Challenges of deploying ML models in production

By Phi Nguyen   

“AI is the new electricity.” The number of projects and initiatives that are implementing ML is increasing overall among enterprises, indicating that we have passed the “peak of inflated expectations” on the Gartner hype cycle. However, enterprises are still struggling to infuse ML into their products and services.

According to McKinsey’s 2021 State of AI report, AI adoption has been on a steady rise, with 56% of respondents reporting AI adoption in at least one function, up from 50% in 2020. But O'Reilly's 2022 survey on AI adoption in the enterprise found that only 26% of respondents currently have models deployed in production. It is apparent that MLOps remains challenging for many enterprises, and many companies have yet to see a return on their AI investment.

In this blog post we will dive deeper into some of the challenges and uncover some of the potential reasons.

LinkWhat is MLOps (ML for DevOps)?

It might be worthwhile to define the term MLOps and provide some context.

blog-challenges-of deploying-ml-1
Only a small fraction of real-world ML systems is composed of the ML code, as shown by the small black box in the middle. The required surrounding infrastructure is vast and complex. Source: Sculley, D. et al. “Hidden Technical Debt in Machine Learning Systems.” NIPS (2015).

The seminal 2015 paper from Google, “Hidden Technical Debt in Machine Learning Systems,” is widely considered to be the first paper that describes what MLOps entails. The paper says that most people and media focus on model accuracy (black box in the middle) but very few people speak about the different systems that are needed to deploy and maintain a model in production.

The fundamental difference between machine learning (ML) and traditional software development is that ML is probabilistic in nature, while software development is deterministic. Phrased another way, software behaves as it is programmed to behave, while in ML, there is a possibility for random or less predetermined events to occur. This also means that you need different data stores, observability and monitoring tools so that you can refresh your data and/or your model at a different rate than your software release cadence.

MLOps also requires an organizational change that combines teams, process, and technology to deploy ML solutions in a robust, scalable, reliable, and automated way that minimizes friction between teams.
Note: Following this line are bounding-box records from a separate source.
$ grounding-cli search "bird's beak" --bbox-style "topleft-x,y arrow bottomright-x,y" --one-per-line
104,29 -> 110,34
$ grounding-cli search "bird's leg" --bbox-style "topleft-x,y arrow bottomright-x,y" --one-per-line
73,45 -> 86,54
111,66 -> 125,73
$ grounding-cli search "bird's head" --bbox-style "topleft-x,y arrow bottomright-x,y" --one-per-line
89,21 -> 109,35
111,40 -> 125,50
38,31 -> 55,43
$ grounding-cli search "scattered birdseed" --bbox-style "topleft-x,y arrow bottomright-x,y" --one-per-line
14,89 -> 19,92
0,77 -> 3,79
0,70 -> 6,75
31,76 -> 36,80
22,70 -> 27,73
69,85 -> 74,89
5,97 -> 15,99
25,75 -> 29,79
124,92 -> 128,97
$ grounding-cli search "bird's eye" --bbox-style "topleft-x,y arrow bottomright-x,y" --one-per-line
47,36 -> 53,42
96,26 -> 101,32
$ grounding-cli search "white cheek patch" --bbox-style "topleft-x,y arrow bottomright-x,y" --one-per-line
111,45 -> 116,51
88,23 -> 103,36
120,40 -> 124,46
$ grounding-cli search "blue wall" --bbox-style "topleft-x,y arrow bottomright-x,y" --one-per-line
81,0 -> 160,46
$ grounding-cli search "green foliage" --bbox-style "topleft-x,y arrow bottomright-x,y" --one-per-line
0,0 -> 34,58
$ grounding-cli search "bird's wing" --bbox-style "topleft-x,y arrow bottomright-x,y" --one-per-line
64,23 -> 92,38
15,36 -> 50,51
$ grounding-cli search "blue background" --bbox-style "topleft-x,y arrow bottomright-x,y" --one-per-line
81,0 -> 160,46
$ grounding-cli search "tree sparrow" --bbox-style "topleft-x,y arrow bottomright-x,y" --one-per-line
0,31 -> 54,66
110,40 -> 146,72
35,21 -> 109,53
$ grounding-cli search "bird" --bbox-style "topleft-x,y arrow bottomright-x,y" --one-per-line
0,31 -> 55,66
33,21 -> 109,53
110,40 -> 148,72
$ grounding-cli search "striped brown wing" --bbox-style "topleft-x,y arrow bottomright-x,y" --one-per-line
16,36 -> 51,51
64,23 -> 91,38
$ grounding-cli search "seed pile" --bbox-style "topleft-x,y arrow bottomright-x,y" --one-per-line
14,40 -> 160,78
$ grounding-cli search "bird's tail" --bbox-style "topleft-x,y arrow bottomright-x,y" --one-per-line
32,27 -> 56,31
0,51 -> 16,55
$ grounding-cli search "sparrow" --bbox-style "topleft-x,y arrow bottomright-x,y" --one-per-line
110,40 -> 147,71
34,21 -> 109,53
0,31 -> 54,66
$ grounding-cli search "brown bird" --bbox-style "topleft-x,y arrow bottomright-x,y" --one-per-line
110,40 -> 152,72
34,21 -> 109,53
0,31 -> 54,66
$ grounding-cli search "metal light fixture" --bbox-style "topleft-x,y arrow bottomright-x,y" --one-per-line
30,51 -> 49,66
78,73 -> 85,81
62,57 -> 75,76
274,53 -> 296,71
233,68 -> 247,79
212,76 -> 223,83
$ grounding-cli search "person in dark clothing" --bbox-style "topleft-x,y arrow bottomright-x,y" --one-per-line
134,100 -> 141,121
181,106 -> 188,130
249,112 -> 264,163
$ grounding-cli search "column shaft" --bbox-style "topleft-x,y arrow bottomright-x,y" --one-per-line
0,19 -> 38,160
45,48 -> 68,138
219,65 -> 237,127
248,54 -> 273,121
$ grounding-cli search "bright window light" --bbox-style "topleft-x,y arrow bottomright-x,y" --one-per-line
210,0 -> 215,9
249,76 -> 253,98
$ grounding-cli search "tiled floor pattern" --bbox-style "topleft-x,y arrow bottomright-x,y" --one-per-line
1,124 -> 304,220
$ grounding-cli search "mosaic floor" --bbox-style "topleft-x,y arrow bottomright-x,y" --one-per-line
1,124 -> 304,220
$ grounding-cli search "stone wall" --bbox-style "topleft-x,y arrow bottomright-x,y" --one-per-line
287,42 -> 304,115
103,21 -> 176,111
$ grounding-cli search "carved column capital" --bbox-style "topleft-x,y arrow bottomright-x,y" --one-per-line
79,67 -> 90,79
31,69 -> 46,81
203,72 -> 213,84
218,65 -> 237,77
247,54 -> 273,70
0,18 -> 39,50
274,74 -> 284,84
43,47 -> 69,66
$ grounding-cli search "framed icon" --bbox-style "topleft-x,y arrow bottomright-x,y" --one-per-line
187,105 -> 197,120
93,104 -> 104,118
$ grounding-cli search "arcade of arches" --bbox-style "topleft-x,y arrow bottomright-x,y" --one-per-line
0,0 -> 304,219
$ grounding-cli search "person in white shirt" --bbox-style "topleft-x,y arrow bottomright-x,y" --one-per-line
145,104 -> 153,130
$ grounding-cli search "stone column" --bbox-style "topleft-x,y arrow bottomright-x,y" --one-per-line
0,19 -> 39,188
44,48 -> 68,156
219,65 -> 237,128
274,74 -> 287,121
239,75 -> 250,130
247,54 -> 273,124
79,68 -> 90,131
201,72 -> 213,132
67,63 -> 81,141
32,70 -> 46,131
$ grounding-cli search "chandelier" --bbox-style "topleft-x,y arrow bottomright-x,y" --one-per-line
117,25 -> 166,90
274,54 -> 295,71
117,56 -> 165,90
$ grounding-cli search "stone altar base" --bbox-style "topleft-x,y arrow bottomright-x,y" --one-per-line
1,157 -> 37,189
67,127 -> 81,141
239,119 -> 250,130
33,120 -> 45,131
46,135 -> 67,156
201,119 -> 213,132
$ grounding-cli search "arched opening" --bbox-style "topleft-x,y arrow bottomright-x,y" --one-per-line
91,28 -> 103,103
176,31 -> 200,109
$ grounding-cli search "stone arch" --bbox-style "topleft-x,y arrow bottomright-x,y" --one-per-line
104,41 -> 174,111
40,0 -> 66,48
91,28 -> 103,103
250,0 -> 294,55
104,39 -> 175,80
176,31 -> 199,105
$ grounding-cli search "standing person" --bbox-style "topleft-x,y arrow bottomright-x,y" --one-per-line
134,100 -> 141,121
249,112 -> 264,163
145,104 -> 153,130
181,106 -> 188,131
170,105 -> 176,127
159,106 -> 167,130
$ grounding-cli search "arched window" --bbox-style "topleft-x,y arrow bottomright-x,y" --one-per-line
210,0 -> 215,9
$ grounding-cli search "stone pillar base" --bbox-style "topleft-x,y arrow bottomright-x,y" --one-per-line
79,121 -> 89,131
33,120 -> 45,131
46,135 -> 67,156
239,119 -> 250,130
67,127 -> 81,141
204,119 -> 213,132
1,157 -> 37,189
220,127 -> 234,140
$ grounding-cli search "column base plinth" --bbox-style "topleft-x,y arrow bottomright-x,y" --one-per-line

Industry regulations coupled with the fact that some algorithms, especially deep learning, can be black boxes make it very challenging to define what can be audited and explained. Establishing and defining a ML governance framework can be bureaucratic and hinder ML adoption in some sectors or use cases.

With the exponential growth of data and model sizes, distributed computing is becoming the norm in many ML tech stack. The challenges are that those ML libraries are not well integrated together and operate in silos. For example you can use Spark or Dask for scaling your data preprocessing, then Horovod or PyTorch for scaling your training. You may experience an impedance mismatch (Java vs Python) or the lack of cohesion between those libraries, which requires you to materialize intermediate results on disk or cloud storage and necessitates the use of a workflow orchestrator to unify all of those steps together. 

These are all challenges facing enterprises deploying ML models today.

LinkML tools are maturing rapidly

We have come a long way since Google’s paper was published. ML tooling and solutions such as feature store, ML monitoring, and workflow orchestration have emerged, and common practices and processes such as responsible AI have been established. But many companies still need to build bespoke ML CI/CD pipelines in order to ship their models in production.

We are also seeing some progress with specialized ML serving solutions (Ray Serve, KServe, Triton, BentoML, SageMaker) that provide ML serving-specific features as well as first-class support for AI accelerators.

According to our Ray Serve user survey and the O’Reilly survey cited above, we see almost an even split between users using a Python-based web server such as FastAPI versus a specialized ML serving solution.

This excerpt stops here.